Many Canadian small business owners are worried about the yearly costs of income tax. And they have good reason to!

The current small business tax rate is at 11%, and according to the Financial Post, the Canadian Federation of Independent Business (CFIB) has been working for years to get that lowered.

The general corporate tax rate, according to the news outlet, has been decreased by 7% across the past 6 years - but the rates for small businesses have only gone down by 1% during the same timeframe.

"There is a little bit of a growing degree of impatience for the government to get back to some broader tax measures for smaller firms," Dan Kelly, president of the Canadian Federation of Independent Businesses, told the Financial Post. "What we're hearing from members is that they are anxious for the federal government to, once we pull out of deficit, to look at some tax reductions to the small business rate itself."

While there are tax advantages to incorporating, there are still steps that a self-employed person can take with their businesses to save as much as possible when it comes time to pay their taxes.

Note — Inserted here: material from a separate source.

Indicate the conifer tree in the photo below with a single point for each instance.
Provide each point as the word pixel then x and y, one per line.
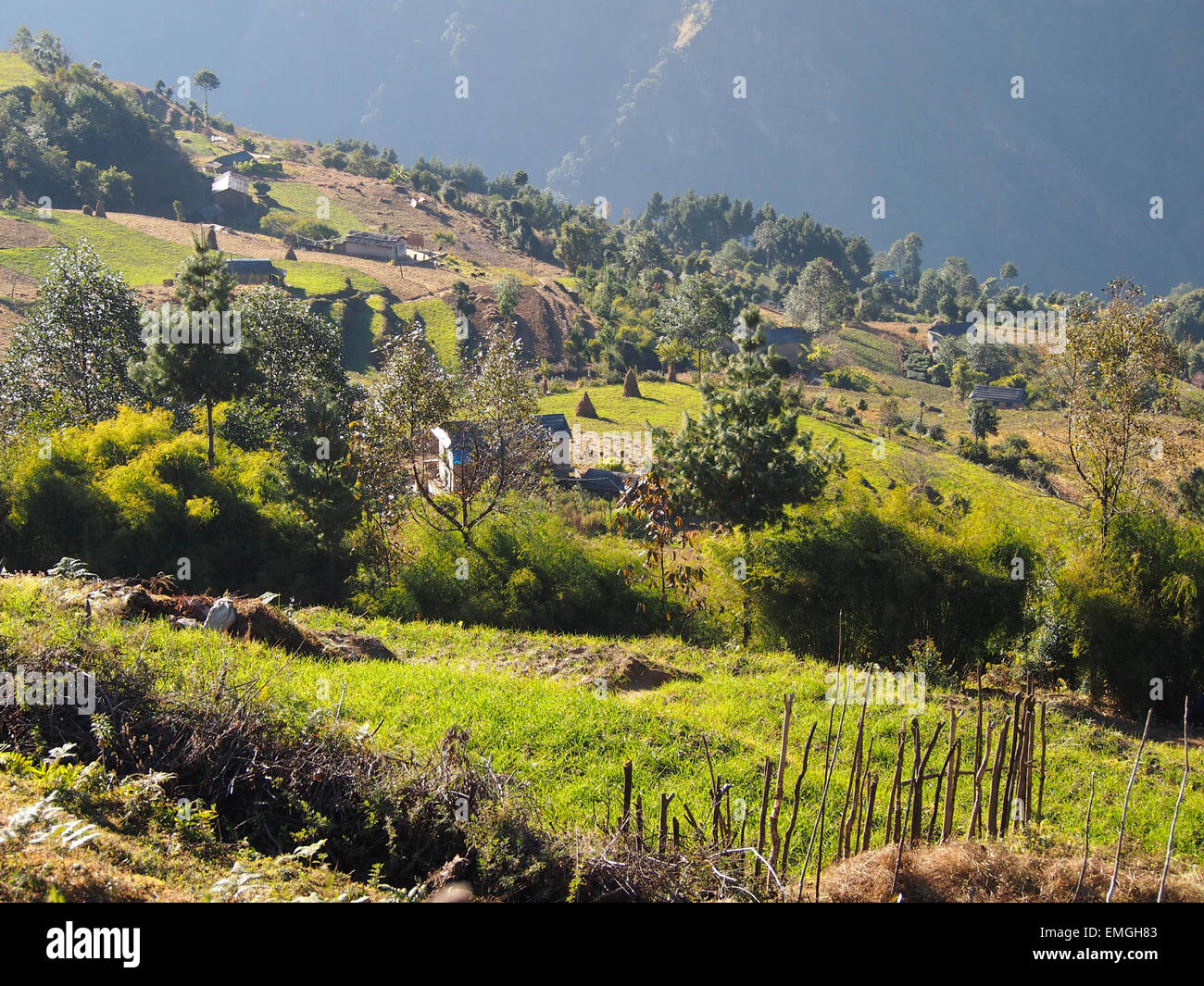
pixel 189 368
pixel 743 460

Listed below are 4 tax saving strategies for small business owners - with these tips, you'll be deducting more off your payments than you or your business ever has before.


1. Keep Your Receipts

You never know what costs you'll be able to deduct from your taxes at the end of the year

Business expenses for meals, lodging, equipment and much more may potentially be able to be claimed on your return, allowing you and your business to save a massive amount of money.
Of course, in order to obtain these savings, you'll need to save all your receipts - and you'll also need to make sure the numerous required forms are filled out and filed in good time.

For this task, you may want to team with a tax preparation firm to help you with accounting and tax services. The money you'll save from your deductions will more than cover the cost.

2. Make Use of the Capital Cost Allowance

The Capital Cost Allowance (CCA) is a tax provision that allows business owners to deduct costs from their taxes related to property and equipment that is depreciating in value.

This can be hugely significant for farmers, whether they've recently purchased land or not - so if it applies to you, make sure to speak to a tax professional about your options shortly.


3. Donate to Charities, When Tax-Deductable

Many charitable donations that your business makes can be claimed later as tax deductions, so don't feel bad when you plan them out for that specific purpose.

If you give back to the community, you may be able to save yourself some money in the process.

4. Split Your Income

If you have a high income that puts you into a tax bracket with high costs, that's something you can rectify.

Farmers and small business owners, for instance, can split their income among family members or partners, thus helping them to stay in lower tax brackets - and keep their overall expenses as low as possible.